Papa: «Istituzioni ritrovino radici morali»

CITTA’ DEL VATICANO – Il Papa denuncia nell’Italia di oggi un ”senso di insicurezza” dovuto ”alla precarietà sociale ed economica”, acuita ”da un certo indebolimento della percezione dei principi etici su cui si fonda il diritto e degli atteggiamenti morali personali, che a quegli ordinamenti sempre danno forza”. E invita ”società” e ”istituzioni pubbliche” a ritrovare moralità, ”per dare nuova consistenza ai valori etici e giuridici di riferimento e quindi all’azione pratica”.


C’è forte preoccupazione per la tenuta sociale dell’Italia, di cui è primate, nelle parole di Benedetto XVI a dirigenti e personale della Questura ricevuti in udienza nell’aula delle Benedizioni. Nessun accenno alla inchiesta che coinvolge il premier italiano Silvio Berlusconi, alla quale comunque ha fatto ieri riferimento il segretario di Stato Tarcisio Bertone chiedendo moralità e legalità.


La vicenda Ruby – ha insolitamente annunciato il presidente della Cei Angelo Bagnasco – sarà persino esaminata lunedì prossimo dal Consiglio permanente dei vescovi riunito ad Ancona. A dar voce ai timori della Chiesa per la vicenda che coinvolge Berlusconi ha pensato pure l’arcivescovo di Torino, Cesare Nosiglia:


– Chi ha responsabilità pubblica ha anche maggiore responsabilità nel privato – ha detto – e le due dimensioni non vanno separate. In tutti c’è preoccupazione per quanto sta accadendo – ha aggiunto il presule.


”L’invito è quello a chiarire in tempi ragionevoli la questione per non lasciare il paese alla mercè di notizie non si sa se vere o false”. Gli ha fatto eco Famiglia Cristiana, esprimendo ”angoscia” per gli effetti dello ”scandalo” che da Arcore si abbatte sulle famiglie, con la ”indecente rappresentazione del modo di vivere di tre generazioni, dei nonni, dei padri e dei figli”.


Il caso Ruby, inoltre, trova nuovamente eco sull’Osservatore Romano, che nell’edizione di domani, oltre a pubblicare le parole dette ieri dal cardinal Bertone, rilancia anche l’appello di oggi del presidente Napolitano a evitare esasperazioni e nuove tensioni. Molto articolato è il ragionamento del Papa nell’udienza al personale della Questura romana. Prendendo spunto dai forti ”mutamenti” che nella ”città Eterna” ”generano talvolta un senso di insicurezza”, egli ha dunque paventato che ”le strutture alla base della convivenza non riescano più a funzionare in modo pieno” per il venire meno del ”consenso morale”.

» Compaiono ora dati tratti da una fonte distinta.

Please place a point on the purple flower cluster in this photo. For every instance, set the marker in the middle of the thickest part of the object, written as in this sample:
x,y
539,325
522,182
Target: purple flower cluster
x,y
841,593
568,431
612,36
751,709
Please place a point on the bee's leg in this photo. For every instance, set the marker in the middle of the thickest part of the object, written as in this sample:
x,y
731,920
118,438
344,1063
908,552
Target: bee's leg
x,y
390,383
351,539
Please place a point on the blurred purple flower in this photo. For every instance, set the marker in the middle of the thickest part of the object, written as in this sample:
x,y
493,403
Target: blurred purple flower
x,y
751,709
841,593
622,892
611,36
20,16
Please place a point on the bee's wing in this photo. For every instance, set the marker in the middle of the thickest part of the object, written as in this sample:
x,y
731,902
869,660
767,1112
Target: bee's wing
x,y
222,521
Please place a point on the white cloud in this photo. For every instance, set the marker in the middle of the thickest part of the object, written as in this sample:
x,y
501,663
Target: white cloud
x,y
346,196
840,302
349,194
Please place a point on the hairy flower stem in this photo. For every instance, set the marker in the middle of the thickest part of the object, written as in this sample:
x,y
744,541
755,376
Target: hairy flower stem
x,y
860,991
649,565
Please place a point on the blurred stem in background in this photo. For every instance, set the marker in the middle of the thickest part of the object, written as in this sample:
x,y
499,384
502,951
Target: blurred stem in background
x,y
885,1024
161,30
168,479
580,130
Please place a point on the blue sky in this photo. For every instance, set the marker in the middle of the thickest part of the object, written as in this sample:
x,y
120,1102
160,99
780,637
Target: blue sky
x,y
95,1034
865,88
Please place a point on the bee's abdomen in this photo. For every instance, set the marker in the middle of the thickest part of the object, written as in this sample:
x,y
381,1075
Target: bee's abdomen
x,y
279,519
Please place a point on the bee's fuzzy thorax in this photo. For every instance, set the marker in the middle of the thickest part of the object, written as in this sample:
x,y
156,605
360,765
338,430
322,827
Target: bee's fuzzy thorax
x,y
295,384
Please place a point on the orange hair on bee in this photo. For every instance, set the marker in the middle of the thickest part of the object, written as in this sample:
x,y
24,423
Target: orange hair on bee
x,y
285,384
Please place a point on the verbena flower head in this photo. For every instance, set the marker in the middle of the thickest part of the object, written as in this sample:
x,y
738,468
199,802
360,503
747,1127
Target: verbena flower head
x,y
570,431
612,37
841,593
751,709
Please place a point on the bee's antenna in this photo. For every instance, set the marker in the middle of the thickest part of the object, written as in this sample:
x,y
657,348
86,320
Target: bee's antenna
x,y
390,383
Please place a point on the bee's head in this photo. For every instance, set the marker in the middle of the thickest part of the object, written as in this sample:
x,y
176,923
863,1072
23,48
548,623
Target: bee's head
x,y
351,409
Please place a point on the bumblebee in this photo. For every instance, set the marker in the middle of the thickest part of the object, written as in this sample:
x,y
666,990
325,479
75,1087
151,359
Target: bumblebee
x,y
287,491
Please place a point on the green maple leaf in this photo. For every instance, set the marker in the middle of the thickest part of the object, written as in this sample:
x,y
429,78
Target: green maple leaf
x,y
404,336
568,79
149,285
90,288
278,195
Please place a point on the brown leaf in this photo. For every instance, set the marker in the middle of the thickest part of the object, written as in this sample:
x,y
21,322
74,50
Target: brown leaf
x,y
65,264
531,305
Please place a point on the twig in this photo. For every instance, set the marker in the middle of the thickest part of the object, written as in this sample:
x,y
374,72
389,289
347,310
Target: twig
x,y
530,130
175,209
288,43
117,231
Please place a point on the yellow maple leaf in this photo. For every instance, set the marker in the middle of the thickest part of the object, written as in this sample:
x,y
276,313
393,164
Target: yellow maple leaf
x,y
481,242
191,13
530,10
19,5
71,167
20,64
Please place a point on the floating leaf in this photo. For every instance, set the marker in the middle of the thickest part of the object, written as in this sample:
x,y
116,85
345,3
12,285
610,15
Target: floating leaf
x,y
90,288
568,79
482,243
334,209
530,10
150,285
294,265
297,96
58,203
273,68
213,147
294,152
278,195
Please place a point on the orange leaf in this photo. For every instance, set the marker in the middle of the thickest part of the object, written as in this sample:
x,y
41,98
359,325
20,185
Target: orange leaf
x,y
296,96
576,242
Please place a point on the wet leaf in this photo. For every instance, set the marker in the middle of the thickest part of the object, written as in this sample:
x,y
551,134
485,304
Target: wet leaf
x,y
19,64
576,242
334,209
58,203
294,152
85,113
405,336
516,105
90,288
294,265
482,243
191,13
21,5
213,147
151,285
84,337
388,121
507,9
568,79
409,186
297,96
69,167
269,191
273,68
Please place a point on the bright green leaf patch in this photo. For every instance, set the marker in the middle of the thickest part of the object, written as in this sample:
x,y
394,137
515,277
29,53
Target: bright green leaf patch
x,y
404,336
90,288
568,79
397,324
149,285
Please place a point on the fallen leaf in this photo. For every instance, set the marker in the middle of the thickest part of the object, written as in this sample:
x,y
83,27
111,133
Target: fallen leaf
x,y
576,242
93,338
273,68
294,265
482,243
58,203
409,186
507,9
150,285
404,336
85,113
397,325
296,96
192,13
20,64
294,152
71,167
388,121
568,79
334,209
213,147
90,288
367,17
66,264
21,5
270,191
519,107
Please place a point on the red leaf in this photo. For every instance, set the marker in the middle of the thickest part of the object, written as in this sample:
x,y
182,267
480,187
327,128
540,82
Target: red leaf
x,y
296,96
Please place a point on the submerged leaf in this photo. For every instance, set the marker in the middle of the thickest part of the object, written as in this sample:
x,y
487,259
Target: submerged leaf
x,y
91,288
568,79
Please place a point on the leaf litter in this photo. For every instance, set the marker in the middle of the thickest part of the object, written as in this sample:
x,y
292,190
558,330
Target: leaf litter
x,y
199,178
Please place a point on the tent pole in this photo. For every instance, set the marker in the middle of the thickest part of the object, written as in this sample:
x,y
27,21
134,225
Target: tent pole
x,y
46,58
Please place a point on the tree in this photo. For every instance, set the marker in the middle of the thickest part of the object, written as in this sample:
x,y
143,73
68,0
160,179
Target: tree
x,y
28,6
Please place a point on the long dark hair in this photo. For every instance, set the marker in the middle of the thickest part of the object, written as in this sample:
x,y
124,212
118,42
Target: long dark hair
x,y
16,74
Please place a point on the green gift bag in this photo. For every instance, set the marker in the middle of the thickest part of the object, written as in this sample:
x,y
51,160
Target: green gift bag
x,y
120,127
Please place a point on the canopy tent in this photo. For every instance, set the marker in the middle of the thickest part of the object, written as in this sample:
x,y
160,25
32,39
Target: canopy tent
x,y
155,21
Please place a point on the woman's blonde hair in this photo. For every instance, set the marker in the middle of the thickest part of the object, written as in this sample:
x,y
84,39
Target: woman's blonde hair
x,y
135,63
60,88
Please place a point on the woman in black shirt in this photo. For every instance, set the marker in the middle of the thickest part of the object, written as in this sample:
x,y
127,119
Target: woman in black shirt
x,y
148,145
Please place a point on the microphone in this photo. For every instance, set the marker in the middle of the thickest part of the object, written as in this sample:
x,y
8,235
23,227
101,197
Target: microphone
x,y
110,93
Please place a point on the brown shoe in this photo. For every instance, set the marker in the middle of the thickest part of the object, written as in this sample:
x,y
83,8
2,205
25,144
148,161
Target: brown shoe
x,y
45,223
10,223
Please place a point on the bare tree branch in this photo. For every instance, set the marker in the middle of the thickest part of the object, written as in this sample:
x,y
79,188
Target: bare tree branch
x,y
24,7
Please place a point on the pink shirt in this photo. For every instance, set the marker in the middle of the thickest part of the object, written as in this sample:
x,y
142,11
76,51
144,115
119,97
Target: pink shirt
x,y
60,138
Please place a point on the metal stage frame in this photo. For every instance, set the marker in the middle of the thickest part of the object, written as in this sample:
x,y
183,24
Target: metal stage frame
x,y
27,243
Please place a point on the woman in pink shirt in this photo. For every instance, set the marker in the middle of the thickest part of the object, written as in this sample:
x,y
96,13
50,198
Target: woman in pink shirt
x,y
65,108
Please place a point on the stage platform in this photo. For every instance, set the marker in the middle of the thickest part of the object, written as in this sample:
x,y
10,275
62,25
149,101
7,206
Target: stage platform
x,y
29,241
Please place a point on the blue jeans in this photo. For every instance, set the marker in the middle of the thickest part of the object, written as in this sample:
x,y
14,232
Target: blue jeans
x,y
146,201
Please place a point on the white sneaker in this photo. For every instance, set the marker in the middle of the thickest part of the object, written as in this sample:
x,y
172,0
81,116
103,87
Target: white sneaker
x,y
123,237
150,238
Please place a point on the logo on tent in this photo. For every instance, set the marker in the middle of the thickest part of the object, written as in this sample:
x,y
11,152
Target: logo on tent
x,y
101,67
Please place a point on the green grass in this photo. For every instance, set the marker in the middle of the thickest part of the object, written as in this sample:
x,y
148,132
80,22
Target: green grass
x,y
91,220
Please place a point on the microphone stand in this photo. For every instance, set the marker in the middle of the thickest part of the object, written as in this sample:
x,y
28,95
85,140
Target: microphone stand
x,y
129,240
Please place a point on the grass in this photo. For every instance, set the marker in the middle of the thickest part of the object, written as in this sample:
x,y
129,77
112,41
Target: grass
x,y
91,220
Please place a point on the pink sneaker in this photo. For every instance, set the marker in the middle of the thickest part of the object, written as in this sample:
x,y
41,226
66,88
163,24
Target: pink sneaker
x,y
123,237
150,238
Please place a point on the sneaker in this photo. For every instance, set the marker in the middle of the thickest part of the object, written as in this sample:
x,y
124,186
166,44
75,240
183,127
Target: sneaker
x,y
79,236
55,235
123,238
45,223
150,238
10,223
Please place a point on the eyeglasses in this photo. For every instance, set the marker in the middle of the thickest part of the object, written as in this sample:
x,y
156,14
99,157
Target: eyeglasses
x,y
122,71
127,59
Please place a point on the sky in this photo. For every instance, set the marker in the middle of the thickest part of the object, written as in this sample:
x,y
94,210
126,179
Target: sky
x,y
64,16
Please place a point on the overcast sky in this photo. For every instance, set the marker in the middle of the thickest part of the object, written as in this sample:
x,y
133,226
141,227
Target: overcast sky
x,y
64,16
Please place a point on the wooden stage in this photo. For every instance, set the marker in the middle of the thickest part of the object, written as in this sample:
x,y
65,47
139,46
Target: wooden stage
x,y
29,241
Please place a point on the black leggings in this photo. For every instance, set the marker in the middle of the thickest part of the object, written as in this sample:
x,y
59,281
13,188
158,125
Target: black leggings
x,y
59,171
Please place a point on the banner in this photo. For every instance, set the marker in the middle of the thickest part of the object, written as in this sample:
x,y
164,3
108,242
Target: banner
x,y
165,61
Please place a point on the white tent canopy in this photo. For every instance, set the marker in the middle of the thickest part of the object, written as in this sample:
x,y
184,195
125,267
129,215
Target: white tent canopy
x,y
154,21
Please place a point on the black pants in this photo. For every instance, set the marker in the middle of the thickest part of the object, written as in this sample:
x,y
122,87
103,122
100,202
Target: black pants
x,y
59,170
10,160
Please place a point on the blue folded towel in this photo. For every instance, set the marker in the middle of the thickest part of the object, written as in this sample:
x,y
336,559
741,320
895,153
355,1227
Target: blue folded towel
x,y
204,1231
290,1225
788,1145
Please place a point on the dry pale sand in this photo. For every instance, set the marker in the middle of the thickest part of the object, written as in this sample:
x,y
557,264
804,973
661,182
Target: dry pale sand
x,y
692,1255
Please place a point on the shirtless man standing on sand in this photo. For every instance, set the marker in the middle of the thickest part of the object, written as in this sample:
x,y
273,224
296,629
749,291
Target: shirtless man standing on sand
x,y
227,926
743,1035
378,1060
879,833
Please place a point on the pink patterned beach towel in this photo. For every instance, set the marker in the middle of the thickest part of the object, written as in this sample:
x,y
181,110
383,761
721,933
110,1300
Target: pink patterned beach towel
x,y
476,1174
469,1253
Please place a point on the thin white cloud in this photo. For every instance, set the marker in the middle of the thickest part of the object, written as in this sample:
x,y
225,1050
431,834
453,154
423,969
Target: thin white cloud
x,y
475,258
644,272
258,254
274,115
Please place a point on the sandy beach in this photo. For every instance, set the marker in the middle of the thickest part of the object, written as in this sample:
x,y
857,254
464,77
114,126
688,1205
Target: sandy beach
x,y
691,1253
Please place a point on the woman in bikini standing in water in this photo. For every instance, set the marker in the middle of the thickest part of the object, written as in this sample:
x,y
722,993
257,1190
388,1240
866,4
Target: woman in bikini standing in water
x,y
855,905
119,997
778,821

– Si affaccia in molti – ha spiegato – la tentazione di pensare che le forze mobilitate per la difesa della società civile siano alla fine destinate all’insuccesso.


Cioè se la morale è debole, si indebolisce anche il diritto. Dall’allarme per la demotivazione della società civile, Benedetto XVI passa all’appello ai cristiani: ritrovino ”una nuova risolutezza nel professare la fede e nel compiere il bene”, contro una ”visione riduttiva della coscienza, secondo la quale non vi sono riferimenti oggettivi nel determinare ciò che vale e ciò che è vero, ma è il singolo individuo, con le sue intuizioni e le sue esperienze, ad essere il metro di misura; ognuno, quindi, possiede la propria verità, la propria morale”. Così fede e morale vengono confinati nel privato, invece il cristiano non deve rinunciare alla capacità della coscienza di riconoscere la verità.


– Le nuove sfide che si affacciano all’orizzonte – ha rimarcato il Papa – esigono che Dio e uomo tornino ad incontrarsi, che la società e le Istituzioni pubbliche ritrovino la loro ‘anima’, le loro radici spirituali e morali, per dare nuova consistenza ai valori etici e giuridici di riferimento e quindi all’azione pratica.


Cosi’ una solida morale personale dà forza al diritto e alle Istituzioni, tanto più se i cristiani lavorano per il bene comune.